Compte rendu de la séance du lundi 1er avril 2019

par Brigitte Duzan, 7 avril 2019

 

 

 

 

Séance consacrée aux deux livres programmés :
Un Paradis et Funérailles molles
En présence de la traductrice Brigitte Duzan

 

Un Paradis

 

Funérailles molles

 

1.      « Un Paradis » de Sheng Keyi

 

A/ Avis des lecteurs

 

-          Réactions positives 

 

o    La lecture : écrit en courts chapitres, le récit est aisé à lire bien que triste et dur, et même cruel.

o    Le thème : la pratique des mères porteuses est d’actualité.

o    Le genre : le roman se lit comme une fable, comme une allégorie du régime chinois. Il est à certains moments traité plus comme une farce que comme une fable.

o    La composition : le récit se présente comme une double narration, avec un style réaliste pour la peinture de la vie de la clinique, et un style poétique pour l’évocation de l’imaginaire du personnage principal, la jeune Wenshui, qui opère un glissement constant du présent vers le passé.

o    La narratrice : l’atout majeur du récit tient précisément au choix du personnage de Wenshui comme narratrice principale, narratrice muette au regard d’enfant restée en-deçà du langage, comme si elle était encore en gestation, seule parmi les femmes à ne pas avoir conscience de son corps comme valeur d’échange. C’est son point de vue décalé sur la réalité qui se traduit en termes poétiques.

 

« Un Paradis » ou Fudi :
(publication en Chine dans un recueil
de nouvelles de l’auteure, 2016)

o    Les personnages féminins : l’auteure dresse une intéressante peinture des femmes entrées dans la clinique : de leurs motivations économiques et pratiques d’une part, et de leurs rapports entre elles d’autre part, avec un accent particulier sur leur solidarité collective.

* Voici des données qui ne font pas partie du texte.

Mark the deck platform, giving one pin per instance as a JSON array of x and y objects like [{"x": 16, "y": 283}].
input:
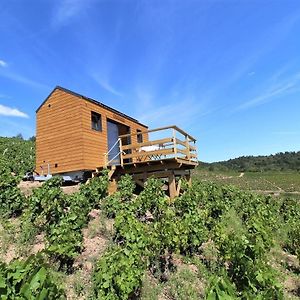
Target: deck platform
[{"x": 169, "y": 157}]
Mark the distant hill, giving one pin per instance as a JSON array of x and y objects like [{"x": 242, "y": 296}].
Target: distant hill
[{"x": 283, "y": 161}]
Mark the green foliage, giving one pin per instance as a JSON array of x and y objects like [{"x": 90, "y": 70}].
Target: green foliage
[
  {"x": 95, "y": 189},
  {"x": 47, "y": 204},
  {"x": 118, "y": 274},
  {"x": 221, "y": 288},
  {"x": 17, "y": 155},
  {"x": 62, "y": 217},
  {"x": 11, "y": 198},
  {"x": 182, "y": 285},
  {"x": 29, "y": 279},
  {"x": 241, "y": 226},
  {"x": 290, "y": 210}
]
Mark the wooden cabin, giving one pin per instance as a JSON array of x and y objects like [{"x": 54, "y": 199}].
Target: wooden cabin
[{"x": 79, "y": 136}]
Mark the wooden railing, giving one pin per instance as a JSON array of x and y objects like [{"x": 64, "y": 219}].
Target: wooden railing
[{"x": 173, "y": 142}]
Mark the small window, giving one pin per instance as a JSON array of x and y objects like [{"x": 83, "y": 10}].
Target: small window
[
  {"x": 139, "y": 136},
  {"x": 96, "y": 121}
]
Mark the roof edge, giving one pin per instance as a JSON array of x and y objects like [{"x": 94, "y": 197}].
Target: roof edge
[{"x": 92, "y": 101}]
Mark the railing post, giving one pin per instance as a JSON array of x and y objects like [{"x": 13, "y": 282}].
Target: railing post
[
  {"x": 105, "y": 160},
  {"x": 174, "y": 142},
  {"x": 121, "y": 152},
  {"x": 187, "y": 145}
]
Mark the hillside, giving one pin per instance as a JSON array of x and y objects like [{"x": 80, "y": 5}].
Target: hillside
[{"x": 283, "y": 161}]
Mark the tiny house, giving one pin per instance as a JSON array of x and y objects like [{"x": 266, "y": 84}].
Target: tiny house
[
  {"x": 77, "y": 136},
  {"x": 74, "y": 133}
]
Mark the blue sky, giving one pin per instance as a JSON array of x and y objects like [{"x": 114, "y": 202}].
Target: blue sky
[{"x": 228, "y": 72}]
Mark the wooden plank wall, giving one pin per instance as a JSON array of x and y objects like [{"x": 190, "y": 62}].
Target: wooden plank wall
[
  {"x": 59, "y": 138},
  {"x": 95, "y": 142},
  {"x": 64, "y": 135}
]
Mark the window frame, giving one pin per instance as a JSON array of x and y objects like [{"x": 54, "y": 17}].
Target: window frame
[
  {"x": 139, "y": 136},
  {"x": 97, "y": 126}
]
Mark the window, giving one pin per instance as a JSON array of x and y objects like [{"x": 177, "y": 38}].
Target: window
[
  {"x": 96, "y": 121},
  {"x": 139, "y": 136}
]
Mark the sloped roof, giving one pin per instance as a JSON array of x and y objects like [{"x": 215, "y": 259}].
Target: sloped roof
[{"x": 90, "y": 100}]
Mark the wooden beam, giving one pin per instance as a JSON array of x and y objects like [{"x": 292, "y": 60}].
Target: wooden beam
[
  {"x": 178, "y": 187},
  {"x": 160, "y": 129},
  {"x": 149, "y": 143},
  {"x": 149, "y": 153},
  {"x": 172, "y": 186}
]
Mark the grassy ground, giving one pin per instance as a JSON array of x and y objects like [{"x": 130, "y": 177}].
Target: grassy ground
[{"x": 274, "y": 183}]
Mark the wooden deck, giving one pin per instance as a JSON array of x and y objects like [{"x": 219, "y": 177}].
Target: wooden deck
[{"x": 170, "y": 156}]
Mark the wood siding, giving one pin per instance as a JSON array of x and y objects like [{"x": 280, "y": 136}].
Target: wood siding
[{"x": 64, "y": 136}]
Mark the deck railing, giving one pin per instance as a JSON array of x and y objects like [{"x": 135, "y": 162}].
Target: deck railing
[{"x": 171, "y": 142}]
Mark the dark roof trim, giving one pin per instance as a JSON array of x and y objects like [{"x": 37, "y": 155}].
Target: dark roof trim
[{"x": 90, "y": 100}]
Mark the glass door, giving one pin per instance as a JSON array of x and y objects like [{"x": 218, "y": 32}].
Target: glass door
[{"x": 113, "y": 145}]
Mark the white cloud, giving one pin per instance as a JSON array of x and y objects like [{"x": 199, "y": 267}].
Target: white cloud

o    L’écriture : l’intérêt de la lecture tient à la qualité des scènes très vivantes, de l’humour, des images originales :

"ses seins forment deux monticules, comme des tertres funéraires dont la terre semble s'être répandue jusque sous son menton"

"les deux hommes quittent la salle à manger comme un navire levant l'ancre. Et les femmes se réunissent à nouveau, comme l'eau se refermant dans le sillage d'un bateau".

o    Les illustrations : les beaux lavis inédits de l’auteure qui renforcent le côté poétique sont particulièrement appréciés.

 

-          Réserves 

 

o    Le ton engagé et même dénonciateur provoque des réticences, de même que le thème.

o    Une lassitude croissante s’est installée chez certaines lectrices au fur et à mesure de la lecture faute de profondeur des personnages, les dirigeants apparaissant comme des marionnettes.

 

-          Analogies littéraires    

 

o    Avec La Servante écarlate de la Canadienne Margaret Atwood, pour le sort des femmes, asservies et réduites au rôle de reproductrices.

o    Avec Confiteor de Jaume Cabré, pour le glissement subtil du présent au passé, parfois dans une même phrase dans le roman du Catalan.

 

-          Question finale

 

o    Quelle est la signification de la fin du roman : faut-il comprendre que Wenshui est morte, et entre dans un autre monde, celui où est déjà son chien, qu’elle va retrouver ?

  

B/ Commentaires de la traductrice

 

o    La division en courts chapitres est effectivement l’une des caractéristiques distinctives de ce récit, qui n’est pas véritablement un roman court, mais ce que les Chinois appellent une nouvelle « moyenne », c’est-à-dire une forme allongée de la nouvelle courte, dont elle garde les caractéristiques, mais en se donnant les moyens de développer une ligne narrative un peu plus élaborée [2].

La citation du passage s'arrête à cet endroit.